In the western world during the late 20th Century it became fashionable to deride supernaturalists.  Indeed, philosophical naturalism or materialism was celebrated as the only intellectually respectable world view.  But in recent decades supernaturalism is increasingly in vogue – especially among college and university students.  One effect of postmodernism with its celebration of diversity and inclusivity is a growing interest in spirituality, eastern mysticism and religions other than traditional Christianity and Judaism.  G. K. Chesterton’s observation of early 20th Century  English culture is quite applicable to American culture today: “Our problem is not that people today believe nothing – it is that they believe anything.”  Such confusion, Chesterton recognized, leads to destructive moral and spiritual relativism.  

Americans today manifest a deep longing for “something other” or “something more” than what they can see, hear, taste, touch, and smell.  They articulate a faith in a spiritual reality and seek to know it.  Most young and middle age people are not secular.  On the contrary, they express spiritual curiosity and alertness.  There is a growing cultural conviction that there is “Someone” or “Some Reality” out there that is greater than we are.  Over thirty years ago, I was a similarly confused young man with a growing conviction that God exists and that I had a need to know Him.  One evening while skimming a biography of Peter Marshall, the illustrious pastor of New York Avenue Presbyterian Church in Washington, D.C., I was deeply touched by one of his sermons where he maintained that many of our burdens and inner confusion come from lack of trust in God and “misunderstanding of what God is like. We are dismally ignorant of the of the love and power of God.  No wonder we do not trust Him!”  Peter Marshall went on to say that “if you want to know what God is like, look at Christ.  Study what Christ said.  Notice what Christ did.” After reading this sermon,  I began to prayerfully read the Gospels.  I gradually began to learn the truth of Jesus Christ’s words: “And this is eternal life,  that they know you the only true God, and Jesus Christ whom you have sent.”  (John 17:3) 
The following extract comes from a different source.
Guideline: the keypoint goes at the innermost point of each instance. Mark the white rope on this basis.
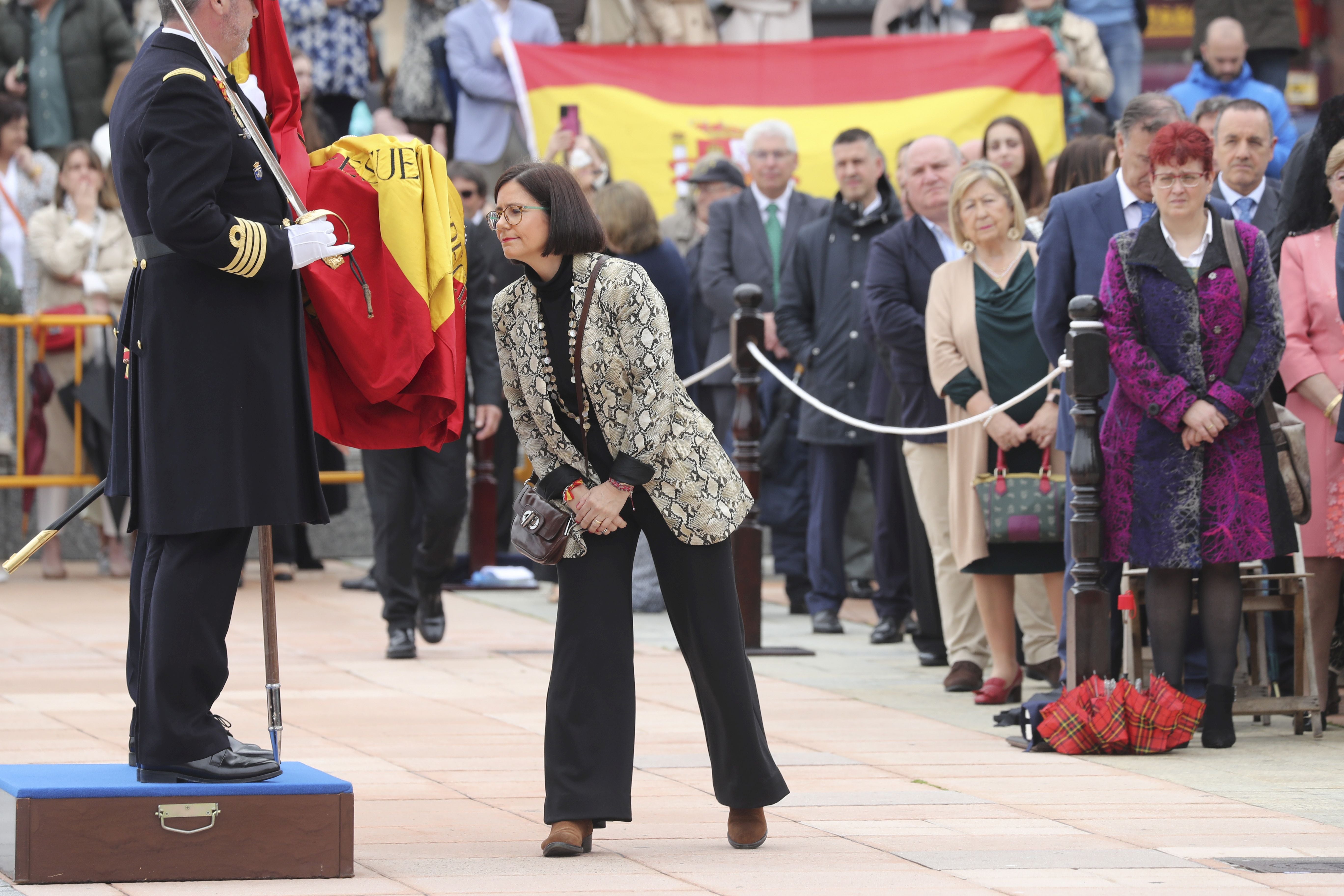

Let’s all devote time to reading the Holy Scriptures daily – praying to know God through Jesus Christ because knowing Him is urgent and important.  This truth is revealed in the words from the Apostle Peter’s testimony: “And there is salvation in no one else, for there is no other name under heaven given among men by which we must be saved.” (Acts 4:12)

Let’s also pray to know Jesus Christ better and to love Him more.